To add a little more insight, at the moment the bench seems to be "low" along the outer edges and corners. The interior ~4'x2' surface is actually quite flat (i.e. +/-0.015" fairly local surface roughness). FYI my top layer is 3/4" MDF, which I intend to cover with a thin tempered panel sheet. I like the idea of an extra layer of MDF with gap filling, but I am concerned about weight as the box is already quite heavy. I do need some portability.

Hypothetically, would I be able to bring down the interior area to be planer with the outer edges/corners without throwing off the other side? I am a little worried that I will only make things worse. Is there a good technique? Sorry, I am still a little naive with hand planes.


----------



## Smitty_Cabinetshop (Mar 26, 2011)

You've got 1/16" variation in your bench top, and I've got (probably) a 1/4"+ variation in mine, front to back, on either end. You're wanting it within +/-0.015" for woodworking, mine is approaching 9 years of use and isn't getting any flatter than what happens once a year (or so) when I go over the surface with a toothed cutter for grippiness.

Does my work suffer? I don't think so.

My .02 is, you're fine and ready to get to work on that new workbench. Others will certainly disagree.


----------



## mattjrogers (Jan 2, 2013)

Really? You guys think that you need a bench that is not off by more than 1/64" over the entire surface? I acknowledge that you could theoretically get the bench perfectly flat using hand planes and scrapers (think hand-scraped cast iron machine ways), but why bother? Old work benches were made of solid wood and in an unheated workshop. They moved with the seasons and certainly were off by more than a 64th over the course of a year and thousands of wonderfully detailed pieces were produced from 0 AD to 1950 AD when you could conceive of a workbench being in a climate controlled space.
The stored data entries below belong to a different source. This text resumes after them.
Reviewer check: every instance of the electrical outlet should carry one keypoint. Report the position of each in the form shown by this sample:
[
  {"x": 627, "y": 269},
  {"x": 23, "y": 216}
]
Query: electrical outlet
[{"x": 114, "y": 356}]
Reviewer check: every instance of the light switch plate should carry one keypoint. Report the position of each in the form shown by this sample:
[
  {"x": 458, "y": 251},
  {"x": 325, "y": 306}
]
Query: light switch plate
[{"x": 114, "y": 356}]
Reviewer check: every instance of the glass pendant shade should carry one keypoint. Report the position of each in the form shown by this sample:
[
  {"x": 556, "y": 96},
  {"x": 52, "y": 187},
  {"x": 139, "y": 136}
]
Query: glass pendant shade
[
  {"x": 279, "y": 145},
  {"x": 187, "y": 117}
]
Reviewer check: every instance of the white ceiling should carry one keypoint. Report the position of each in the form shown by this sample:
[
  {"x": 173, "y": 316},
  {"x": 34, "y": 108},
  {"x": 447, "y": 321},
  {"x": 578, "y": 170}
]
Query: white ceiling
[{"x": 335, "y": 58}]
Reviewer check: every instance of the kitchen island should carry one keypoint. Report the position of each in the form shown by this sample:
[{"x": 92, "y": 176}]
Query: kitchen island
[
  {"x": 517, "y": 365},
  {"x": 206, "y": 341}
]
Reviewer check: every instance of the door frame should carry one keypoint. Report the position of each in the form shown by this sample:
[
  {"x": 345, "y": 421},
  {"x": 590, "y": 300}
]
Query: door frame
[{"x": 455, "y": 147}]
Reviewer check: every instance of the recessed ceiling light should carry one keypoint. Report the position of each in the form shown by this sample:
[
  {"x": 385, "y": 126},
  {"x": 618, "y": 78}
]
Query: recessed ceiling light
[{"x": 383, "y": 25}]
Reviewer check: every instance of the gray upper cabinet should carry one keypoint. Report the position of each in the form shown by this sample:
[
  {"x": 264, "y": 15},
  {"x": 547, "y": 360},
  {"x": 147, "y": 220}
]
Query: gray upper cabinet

A flat bench is great for doing glueups and checking chair legs and joinery and I do have a torsion box table like this, but do I bother to check its flatness and see if I can shave a few thousands off here and there? No. Not worth the time in my opinion as we are working with wood which moves anyway. If you try to make it perfect one day, it will move some the next day or when you bring it to another building you will find that the floor is not as flat as your perfect assembly table and the chair rocks anyway.

Go have some fun and get covered in sawdust instead!


----------



## wts (Dec 3, 2017)

Thanks Smitty and Matt! This helps puts the flatness requirement into perspective, and maybe I should just call it good. However, my concern is that I may run into problems clamping work pieces along the outer perimeter of the bench (I cannot reach clamps to the center of the bench of course). Anything wider than 6" that I clamp down along the edges will inherently have a fairly significant amount of mismatch. I think that it may even be closer to 0.10" flatness (+/- 0.05") in a few places relative to the center actually.

Perhaps I am overthinking it?


----------



## Kirk650 (May 8, 2016)

I have a work bench and an assembly table. Both are pretty flat, with the assembly table being very flat. I used two layers of MDF for the assembly table, with the top being laminated in white. Size is 24×55 inches, and I made sure there was enough edge sticking out for use in clamping. MDF is flat, and no way I could hand plane wood that flat. And when the laminated MDF gets glue or paint on it, I just scrape it off with a paint scraper. Once a year or so i'll Sand it with 220 grit and a ROS to clean the laminate back to clean white.

The work bench is also quite flat, and made like a large cutting board, with 2 1/2 inch wide ash boards face glued. I made it in sections, so that I could run it through the planer, then glued up the sections with clamps and cauls.

A flat work surface is important, and I just did not think I could get there with a hand plane.


----------